Ternyata benar saja, persepsi kawan saya tadi ternyata tidak jauh berbeda dengan hasil survei TII (Transparency International Indonesia) yang menempatkan parlemen atau legislatif sebagai lembaga terkorup di Indonesia. Hal ini tentu bukanlah berita yang mengagetkan. Berita tersebut lebih berperan menguatkan daripada mengagetkan. Sebab, performa lembaga perwakilan rakyat memang sudah tidak terlalu baik.
Mungkin benar, seperti yang dikatakan Ketua DPR Agung Laksono, dalam penelitian tersebut, ada faktor kesalahan. Namun, tingkat kesalahan itu -seandainya ada- bisa dipastikan tidak akan mengurangi tingkat kepercayaan masyarakat terhadap hasil survei TII tersebut.

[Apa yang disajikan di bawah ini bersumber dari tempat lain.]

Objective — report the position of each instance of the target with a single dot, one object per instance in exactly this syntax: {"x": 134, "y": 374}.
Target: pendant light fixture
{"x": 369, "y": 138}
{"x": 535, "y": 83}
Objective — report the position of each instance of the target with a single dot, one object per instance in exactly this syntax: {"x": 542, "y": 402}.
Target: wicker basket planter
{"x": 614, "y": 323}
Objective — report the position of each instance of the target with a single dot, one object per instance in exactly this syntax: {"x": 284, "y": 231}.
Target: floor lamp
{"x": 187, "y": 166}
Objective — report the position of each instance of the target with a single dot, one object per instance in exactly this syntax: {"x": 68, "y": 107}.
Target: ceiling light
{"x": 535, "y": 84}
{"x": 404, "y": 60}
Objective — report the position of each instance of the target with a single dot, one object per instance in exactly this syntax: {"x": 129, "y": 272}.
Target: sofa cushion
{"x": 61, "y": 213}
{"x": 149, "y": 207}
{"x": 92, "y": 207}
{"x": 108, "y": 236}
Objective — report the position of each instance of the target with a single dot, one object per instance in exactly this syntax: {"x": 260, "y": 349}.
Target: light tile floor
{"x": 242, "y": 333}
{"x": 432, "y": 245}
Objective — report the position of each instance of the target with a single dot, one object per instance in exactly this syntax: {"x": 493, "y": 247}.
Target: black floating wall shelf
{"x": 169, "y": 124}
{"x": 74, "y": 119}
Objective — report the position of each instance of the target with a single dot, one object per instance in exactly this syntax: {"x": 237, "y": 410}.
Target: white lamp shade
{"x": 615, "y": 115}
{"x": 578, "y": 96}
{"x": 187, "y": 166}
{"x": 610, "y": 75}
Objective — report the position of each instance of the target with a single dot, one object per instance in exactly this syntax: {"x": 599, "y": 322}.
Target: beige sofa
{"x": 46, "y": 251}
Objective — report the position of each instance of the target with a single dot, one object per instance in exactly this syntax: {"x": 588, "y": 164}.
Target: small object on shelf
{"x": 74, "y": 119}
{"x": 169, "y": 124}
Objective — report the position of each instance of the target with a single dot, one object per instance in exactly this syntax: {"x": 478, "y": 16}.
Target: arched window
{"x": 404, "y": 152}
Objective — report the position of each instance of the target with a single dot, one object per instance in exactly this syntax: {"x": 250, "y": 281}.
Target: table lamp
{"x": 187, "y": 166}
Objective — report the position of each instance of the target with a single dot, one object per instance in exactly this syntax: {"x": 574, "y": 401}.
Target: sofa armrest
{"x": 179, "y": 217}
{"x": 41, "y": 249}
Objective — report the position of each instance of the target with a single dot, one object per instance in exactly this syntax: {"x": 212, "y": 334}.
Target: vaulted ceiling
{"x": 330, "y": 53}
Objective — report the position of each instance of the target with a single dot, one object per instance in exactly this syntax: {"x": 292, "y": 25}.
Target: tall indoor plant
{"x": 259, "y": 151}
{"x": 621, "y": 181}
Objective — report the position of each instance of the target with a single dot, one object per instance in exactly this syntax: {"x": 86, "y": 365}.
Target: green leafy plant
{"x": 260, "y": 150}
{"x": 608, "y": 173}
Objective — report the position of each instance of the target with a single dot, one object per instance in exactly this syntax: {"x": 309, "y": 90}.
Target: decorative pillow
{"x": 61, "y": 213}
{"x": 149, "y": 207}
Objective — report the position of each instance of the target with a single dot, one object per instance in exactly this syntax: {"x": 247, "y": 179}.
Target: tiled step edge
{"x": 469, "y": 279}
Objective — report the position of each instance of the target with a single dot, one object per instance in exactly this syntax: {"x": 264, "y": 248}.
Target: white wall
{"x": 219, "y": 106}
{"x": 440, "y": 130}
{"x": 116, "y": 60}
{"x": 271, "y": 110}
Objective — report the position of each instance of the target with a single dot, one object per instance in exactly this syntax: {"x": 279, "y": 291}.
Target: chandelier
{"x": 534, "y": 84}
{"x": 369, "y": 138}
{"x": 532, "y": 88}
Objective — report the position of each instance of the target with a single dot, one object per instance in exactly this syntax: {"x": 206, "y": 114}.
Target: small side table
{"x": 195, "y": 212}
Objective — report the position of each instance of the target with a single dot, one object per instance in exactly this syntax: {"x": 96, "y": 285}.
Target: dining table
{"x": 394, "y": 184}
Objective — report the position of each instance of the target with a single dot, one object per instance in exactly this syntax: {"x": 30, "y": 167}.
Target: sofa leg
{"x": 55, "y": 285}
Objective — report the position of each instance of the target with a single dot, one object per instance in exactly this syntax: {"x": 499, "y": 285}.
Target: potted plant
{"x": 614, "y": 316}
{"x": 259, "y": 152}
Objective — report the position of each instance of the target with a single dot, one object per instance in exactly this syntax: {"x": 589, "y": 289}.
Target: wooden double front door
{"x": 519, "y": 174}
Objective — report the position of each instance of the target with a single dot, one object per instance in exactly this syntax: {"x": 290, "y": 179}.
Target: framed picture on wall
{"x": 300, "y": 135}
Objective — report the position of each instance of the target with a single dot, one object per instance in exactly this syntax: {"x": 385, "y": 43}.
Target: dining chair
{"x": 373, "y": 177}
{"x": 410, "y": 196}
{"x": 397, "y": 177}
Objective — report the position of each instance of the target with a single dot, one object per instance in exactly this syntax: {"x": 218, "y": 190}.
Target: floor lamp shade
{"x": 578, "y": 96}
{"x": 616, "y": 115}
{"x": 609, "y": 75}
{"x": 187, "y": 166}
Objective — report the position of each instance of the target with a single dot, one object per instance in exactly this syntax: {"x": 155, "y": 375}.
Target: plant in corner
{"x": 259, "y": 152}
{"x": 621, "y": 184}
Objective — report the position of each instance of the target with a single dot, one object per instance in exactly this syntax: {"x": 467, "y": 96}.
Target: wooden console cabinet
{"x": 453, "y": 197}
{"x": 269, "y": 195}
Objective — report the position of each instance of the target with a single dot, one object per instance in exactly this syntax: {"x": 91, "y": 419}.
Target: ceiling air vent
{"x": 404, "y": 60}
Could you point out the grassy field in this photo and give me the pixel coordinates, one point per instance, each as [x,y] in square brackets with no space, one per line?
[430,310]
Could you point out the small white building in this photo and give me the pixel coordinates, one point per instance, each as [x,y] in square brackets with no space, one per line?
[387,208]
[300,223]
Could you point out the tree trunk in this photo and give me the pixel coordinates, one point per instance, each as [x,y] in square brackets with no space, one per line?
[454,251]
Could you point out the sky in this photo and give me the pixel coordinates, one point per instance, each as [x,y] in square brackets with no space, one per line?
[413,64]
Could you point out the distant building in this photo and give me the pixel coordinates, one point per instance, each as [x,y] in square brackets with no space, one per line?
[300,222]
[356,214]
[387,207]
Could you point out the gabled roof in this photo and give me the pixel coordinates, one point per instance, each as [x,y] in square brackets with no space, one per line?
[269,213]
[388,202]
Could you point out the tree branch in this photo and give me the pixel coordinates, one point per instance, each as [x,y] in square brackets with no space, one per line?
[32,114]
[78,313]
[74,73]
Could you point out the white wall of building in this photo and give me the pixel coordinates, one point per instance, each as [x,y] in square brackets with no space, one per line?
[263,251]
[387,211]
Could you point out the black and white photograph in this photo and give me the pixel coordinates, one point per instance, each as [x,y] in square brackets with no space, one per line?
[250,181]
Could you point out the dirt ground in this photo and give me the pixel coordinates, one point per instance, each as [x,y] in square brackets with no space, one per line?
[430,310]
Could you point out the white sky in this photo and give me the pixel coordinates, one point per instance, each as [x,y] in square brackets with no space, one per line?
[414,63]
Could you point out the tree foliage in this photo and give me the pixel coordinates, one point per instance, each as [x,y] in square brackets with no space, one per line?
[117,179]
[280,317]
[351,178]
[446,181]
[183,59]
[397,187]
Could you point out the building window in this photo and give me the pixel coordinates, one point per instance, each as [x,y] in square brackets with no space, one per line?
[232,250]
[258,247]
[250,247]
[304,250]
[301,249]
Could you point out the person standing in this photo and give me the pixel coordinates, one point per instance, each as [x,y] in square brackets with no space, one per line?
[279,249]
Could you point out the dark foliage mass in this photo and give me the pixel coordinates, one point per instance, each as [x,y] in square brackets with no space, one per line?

Mengapa demikian? Jawabannya, -sekali lagi- karena tingkat kepercayaan rakyat kepada dewan memang sudah sedemikian rendah. Sudah sekian lama rakyat disuguhi berita korupsi yang melibatkan dewan. Rakyat juga menyaksikan, banyak perilaku dewan yang mengarah ke tindak korupsi. Juga perilaku tidak etis lainnya.
Buruknya citra lembaga legislative semakin jelas saja semenjak dikeluarkan PP No.37 tahun 2006 yang memberikan banyak tunjangan kepada anggota dewan. Kebijakan ini merupakan suatu regulasi yang dibuat untuk memberikan "subsidi" yang sangat besar kepada wakil rakyat di daerah-daerah.. Penggunaan keuangan daerah yang sudah seharusnya lebih diutamakan untuk kepentingan publik menjadi terabaikan dengan adanya PP 37/2006 dikarenakan alokasi yang cukup besar harus disiapkan untuk para anggota dewan daerah sehingga alokasi-alokasi untuk kepentingan publik harus dipangkas untuk memenuhi tuntutan para anggota dewan .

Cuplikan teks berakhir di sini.